Graduate coursework culminates in field practice intended to bring theory and practice together, continue to clarify counselor professional identity and prepare trainees for a professional career in counseling. Regulations and professional training standards (i.e., 2009 CACREP standards) outline requirements for clinical supervision and counseling activities during field practice. This presentation focuses on a field practice experience in its pilot year for LPCC-tracked counselor trainees. John Muir Charter Schools, a statewide high school provides 16 to 25 year-old former high school dropouts opportunities to earn diplomas, learn job and life skills, and, now, access free mental health counseling. Presenters will share about trainee orientation, training, supervision and counseling theory, and the program logic model including advocacy and multicultural competency outcomes.

Attendees will:

  • Learn strategies to ensure optimal counselor trainee orientation and training at the initial field practice phase.
  • Gain knowledge about an approach to supervision that integrates the developmental theory (Skovholt & Ronnestad, 1992), the discrimination model (Bernard, 1979) and the liberation model (Steele, 2008) to foster professional clinical counselor identity, knowledge and skills.
  • Understand the program logic model that addresses formative and summative evaluation of JMCS Counseling Services, including field practice, in its pilot year to inform expansion of JMCS Counseling Services to other locations across California.
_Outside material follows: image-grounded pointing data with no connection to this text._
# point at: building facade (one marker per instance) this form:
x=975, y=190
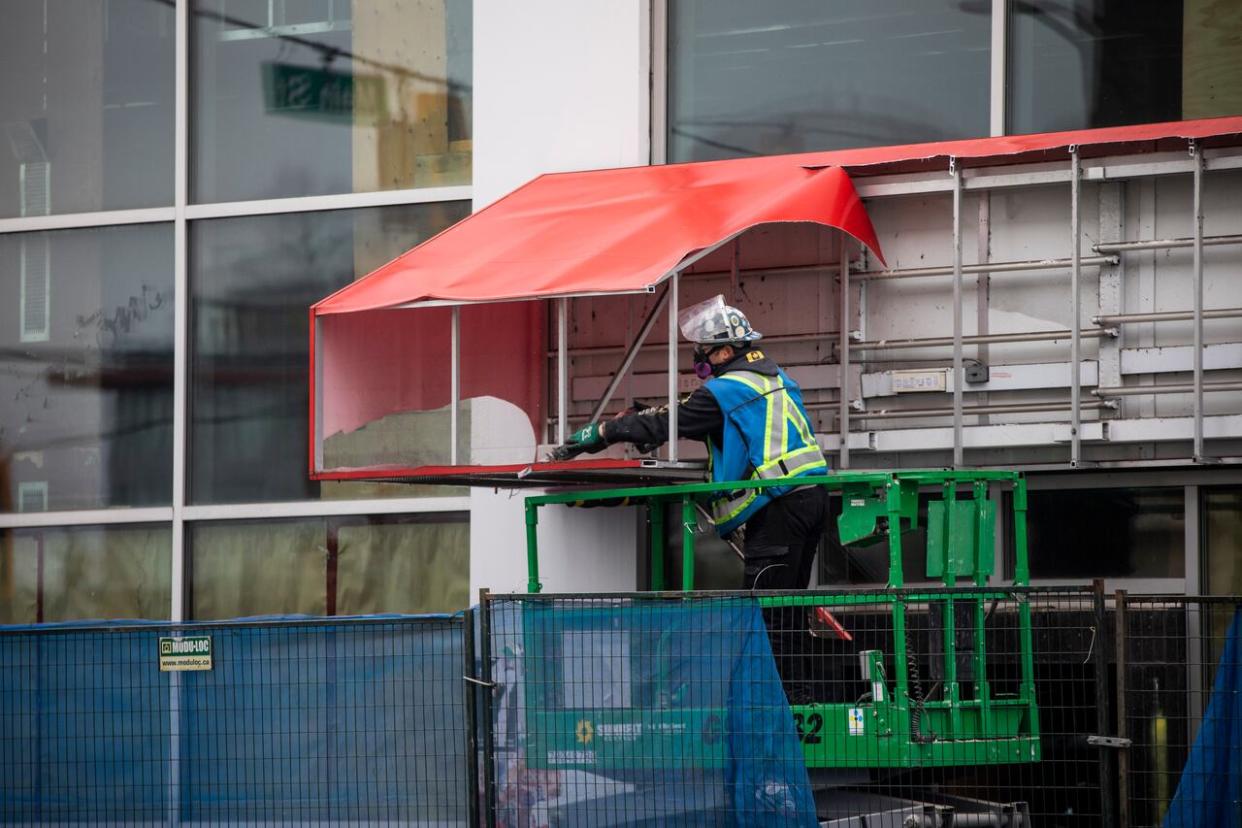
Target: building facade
x=181, y=179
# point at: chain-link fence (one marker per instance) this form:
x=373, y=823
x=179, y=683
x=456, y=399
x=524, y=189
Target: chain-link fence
x=918, y=706
x=292, y=721
x=904, y=708
x=1178, y=710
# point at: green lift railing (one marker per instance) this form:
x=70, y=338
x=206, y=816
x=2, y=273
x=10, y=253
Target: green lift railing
x=896, y=724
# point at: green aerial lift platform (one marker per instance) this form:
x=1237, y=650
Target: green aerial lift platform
x=894, y=725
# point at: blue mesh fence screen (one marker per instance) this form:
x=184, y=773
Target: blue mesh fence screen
x=642, y=711
x=296, y=721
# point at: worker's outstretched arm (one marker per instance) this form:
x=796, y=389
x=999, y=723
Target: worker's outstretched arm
x=697, y=417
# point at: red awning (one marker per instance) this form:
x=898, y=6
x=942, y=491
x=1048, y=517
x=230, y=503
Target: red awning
x=617, y=231
x=376, y=368
x=609, y=231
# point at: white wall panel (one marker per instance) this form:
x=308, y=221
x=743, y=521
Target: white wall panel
x=559, y=85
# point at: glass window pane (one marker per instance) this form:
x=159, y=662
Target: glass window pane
x=1222, y=540
x=252, y=281
x=242, y=569
x=1083, y=63
x=86, y=106
x=311, y=98
x=404, y=566
x=1106, y=533
x=86, y=368
x=329, y=566
x=760, y=78
x=85, y=572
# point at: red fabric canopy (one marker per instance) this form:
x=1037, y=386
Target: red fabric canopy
x=609, y=231
x=616, y=231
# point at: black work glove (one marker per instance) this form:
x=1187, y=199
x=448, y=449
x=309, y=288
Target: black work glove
x=585, y=440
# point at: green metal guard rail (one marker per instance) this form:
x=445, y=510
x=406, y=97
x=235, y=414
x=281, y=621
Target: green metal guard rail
x=975, y=728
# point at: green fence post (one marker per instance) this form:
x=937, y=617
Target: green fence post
x=896, y=581
x=689, y=520
x=1022, y=577
x=983, y=688
x=656, y=520
x=533, y=548
x=953, y=531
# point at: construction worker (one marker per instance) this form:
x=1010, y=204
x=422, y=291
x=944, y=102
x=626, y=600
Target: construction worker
x=750, y=415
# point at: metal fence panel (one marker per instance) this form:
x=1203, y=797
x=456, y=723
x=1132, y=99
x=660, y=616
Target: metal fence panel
x=906, y=704
x=312, y=721
x=1179, y=687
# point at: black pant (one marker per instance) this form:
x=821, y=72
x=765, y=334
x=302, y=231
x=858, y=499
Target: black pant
x=780, y=546
x=783, y=538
Dr. Jayne E. Smith, director of counseling services for John Muir Charter Schools, oversees mental health counseling services for re-engaged 16 to 25 year-old high school students across California.  Counseling services are provided by LPCC-tracked counselor trainees enrolled in graduate counseling programs under her clinical supervision.  Dr. Smith earned a PhD in counselor education and supervision and is one of the first 500 LPCCs in California.  She is published and maintains a research agenda.

Brenda Medina Ayala is a second year graduate student at University of Redlands studying clinical mental health. She is a counselor trainee at John Muir Charter School in Riverside, CA. Ms. Medina Ayala is an aspiring student researcher and LPCC counselor with the ultimate goal of continuing to work with and serve under-researched and under-represented communities.

Kiesha Wallace is a graduate student at University of Redlands pursuing a clinical mental health degree. Upon completion in 2015, Mrs. Wallace will register as a professional clinical counselor intern with the California BBS to become an LPCC. She currently serves as a counselor trainee at John Muir Charter School for over 70 students aged 16 to 25. In her spare time, Mrs. Wallace enjoys spending time with her family.


 

Session Eight:

Educators’ Consortium

Leah Brew, California State Fullerton, and Steven Tierney. representative for BBS

This session is only open to Counselor Educators.